Per rovesciare la situazione i tre fedelissimi Axelrod, Plouffe e Gibbs si sono riuniti a più riprese durante la settimana che ha visto Washington paralizzata dalla tempesta di neve, affidando a Pfeiffer il compito di ridisegnare l’immagine del Presidente e quindi di allontanarlo quanto più dai media. Per riassumere la svolta Pfeiffer dice: «Faremo solo ciò che ci servirà, nulla di più». Da qui l’inversione di tendenza: meno conferenze stampa e più comizi, interviste solo con i maggiori conduttori in orari di grande ascolto – come avvenuto sulla Cbs prima del Super Bowl – e disposizione al portavoce Gibbs di «ribattere colpo su colpo ad ogni attacco repubblicano» come avveniva in campagna elettorale.

Gibbs si è adattato in fretta: prima è sbarcato su «Twitter» con la sigla «PressSec» per poter comunicare in tempo reale messaggi brevi a migliaia di giornalisti e poi ha replicato a tinte forti agli attacchi ricevuti da John Brennan, consulente anti-terrorismo del Presidente, per i presunti errori compiuti nell’interrogatorio del kamikaze nigeriano arrestato a Detroit a Natale. Sempre a questa strategia «aggressiva e mirata», come spiega Pfeiffer, è da ricondurre quanto avvenuto domenica allorché la Casa Bianca ha chiesto e ottenuto dalla Cbs un’intervista al vicepresidente Joe Biden per ribattere agli attacchi giunti da Dick Cheney poco prima dagli schermi della Abc. Solo pochi mesi fa Gibbs irrideva gli affondi di Cheney sulla «scarsa competenza di Obama sulla sicurezza nazionale» ritenendo che «i dibattiti con lui sono finiti nel 2008» ma adesso il nuovo vademecum impedisce di «sottovalutare ogni avversario».

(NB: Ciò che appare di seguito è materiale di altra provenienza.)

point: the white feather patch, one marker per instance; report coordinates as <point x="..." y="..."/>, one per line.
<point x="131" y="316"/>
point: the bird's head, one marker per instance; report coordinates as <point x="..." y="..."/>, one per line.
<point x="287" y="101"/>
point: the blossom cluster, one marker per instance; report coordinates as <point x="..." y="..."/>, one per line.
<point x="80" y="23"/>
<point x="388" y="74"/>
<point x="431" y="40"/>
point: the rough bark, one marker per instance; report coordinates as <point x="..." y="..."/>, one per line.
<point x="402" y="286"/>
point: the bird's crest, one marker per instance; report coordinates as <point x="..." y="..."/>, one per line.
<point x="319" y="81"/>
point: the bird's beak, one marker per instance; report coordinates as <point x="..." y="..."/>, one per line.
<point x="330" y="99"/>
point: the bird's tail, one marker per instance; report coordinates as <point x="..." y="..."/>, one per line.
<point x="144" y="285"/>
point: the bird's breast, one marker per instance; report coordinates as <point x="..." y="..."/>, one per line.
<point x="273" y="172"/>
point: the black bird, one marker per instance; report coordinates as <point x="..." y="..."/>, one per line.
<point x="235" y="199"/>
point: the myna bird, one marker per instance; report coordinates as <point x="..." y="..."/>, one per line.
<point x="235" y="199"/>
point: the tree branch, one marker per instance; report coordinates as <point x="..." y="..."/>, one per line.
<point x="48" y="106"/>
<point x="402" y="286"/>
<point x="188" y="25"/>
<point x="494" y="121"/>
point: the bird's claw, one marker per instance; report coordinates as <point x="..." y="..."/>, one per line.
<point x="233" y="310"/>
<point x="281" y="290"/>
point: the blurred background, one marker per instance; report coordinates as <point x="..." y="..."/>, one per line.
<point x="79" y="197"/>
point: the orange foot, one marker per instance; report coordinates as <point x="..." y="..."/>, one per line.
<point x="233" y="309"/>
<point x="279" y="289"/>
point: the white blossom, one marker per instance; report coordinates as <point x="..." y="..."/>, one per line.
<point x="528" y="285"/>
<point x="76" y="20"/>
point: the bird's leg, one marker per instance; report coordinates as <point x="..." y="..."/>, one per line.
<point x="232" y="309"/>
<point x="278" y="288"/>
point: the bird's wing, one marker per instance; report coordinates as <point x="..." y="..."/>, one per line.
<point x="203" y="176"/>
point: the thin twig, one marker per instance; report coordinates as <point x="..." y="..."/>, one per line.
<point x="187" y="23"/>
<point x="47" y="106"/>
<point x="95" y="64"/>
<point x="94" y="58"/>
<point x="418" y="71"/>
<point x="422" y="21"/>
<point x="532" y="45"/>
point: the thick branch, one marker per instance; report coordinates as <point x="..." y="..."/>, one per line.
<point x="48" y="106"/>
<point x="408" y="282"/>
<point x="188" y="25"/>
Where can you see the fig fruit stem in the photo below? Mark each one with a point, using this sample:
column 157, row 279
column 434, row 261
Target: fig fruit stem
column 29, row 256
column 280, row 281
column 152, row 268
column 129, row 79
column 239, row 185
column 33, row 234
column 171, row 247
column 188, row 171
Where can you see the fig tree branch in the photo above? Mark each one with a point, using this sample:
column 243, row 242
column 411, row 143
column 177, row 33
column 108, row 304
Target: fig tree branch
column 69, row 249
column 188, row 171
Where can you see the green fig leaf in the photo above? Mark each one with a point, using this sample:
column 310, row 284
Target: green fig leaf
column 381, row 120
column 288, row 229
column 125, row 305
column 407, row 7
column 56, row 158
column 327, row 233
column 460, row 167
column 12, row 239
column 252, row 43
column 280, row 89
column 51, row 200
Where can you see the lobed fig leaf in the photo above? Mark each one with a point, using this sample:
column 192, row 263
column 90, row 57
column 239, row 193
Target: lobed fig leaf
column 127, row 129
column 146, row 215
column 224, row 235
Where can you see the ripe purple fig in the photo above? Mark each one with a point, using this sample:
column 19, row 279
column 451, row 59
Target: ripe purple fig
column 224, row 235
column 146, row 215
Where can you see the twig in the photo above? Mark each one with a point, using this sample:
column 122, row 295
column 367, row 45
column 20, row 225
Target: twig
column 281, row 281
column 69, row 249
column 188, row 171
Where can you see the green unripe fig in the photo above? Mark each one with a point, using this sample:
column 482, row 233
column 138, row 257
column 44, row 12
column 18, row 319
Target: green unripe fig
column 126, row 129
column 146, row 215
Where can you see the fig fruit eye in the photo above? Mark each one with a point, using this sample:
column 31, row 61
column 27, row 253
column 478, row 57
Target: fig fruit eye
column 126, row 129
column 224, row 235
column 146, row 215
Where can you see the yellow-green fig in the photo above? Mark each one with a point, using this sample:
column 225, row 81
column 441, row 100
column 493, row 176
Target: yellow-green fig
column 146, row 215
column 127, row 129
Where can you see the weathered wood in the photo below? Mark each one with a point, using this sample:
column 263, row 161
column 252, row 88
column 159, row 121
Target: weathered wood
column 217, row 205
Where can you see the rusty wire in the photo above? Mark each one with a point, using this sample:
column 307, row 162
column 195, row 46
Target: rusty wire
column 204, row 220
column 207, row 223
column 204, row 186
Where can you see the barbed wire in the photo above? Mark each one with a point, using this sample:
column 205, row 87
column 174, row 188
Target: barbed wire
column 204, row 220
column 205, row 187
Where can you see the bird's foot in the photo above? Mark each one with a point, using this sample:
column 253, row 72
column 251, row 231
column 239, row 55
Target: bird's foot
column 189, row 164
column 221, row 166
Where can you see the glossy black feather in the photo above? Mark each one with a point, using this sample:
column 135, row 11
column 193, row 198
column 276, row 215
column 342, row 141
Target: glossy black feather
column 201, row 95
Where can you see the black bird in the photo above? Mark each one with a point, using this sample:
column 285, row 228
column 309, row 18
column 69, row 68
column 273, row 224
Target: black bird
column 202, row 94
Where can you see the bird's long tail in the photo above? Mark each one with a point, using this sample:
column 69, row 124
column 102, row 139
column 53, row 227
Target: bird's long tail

Resta da vedere se il metodo di comunicazione che nel 2008 portò Obama alla Casa Bianca gli consentirà nel 2010 di governare in maniera da conservare la maggioranza democratica in entrambi i rami del Congresso. A credere che possa funzionare è Plouffe, convinto che «ogni elezione in fin dei conti è una scelta» e dunque concentrare ogni messaggio contro i repubblicani «servirà a far capire che non c’è un’alternativa ai democratici» mentre ad avere qualche dubbio è proprio Pfeiffer che ammette: «Non c’è alcuna strategia di comunicazione in grado di far apparire il 10 per cento di disoccupati come qualcosa di positivo per l’America».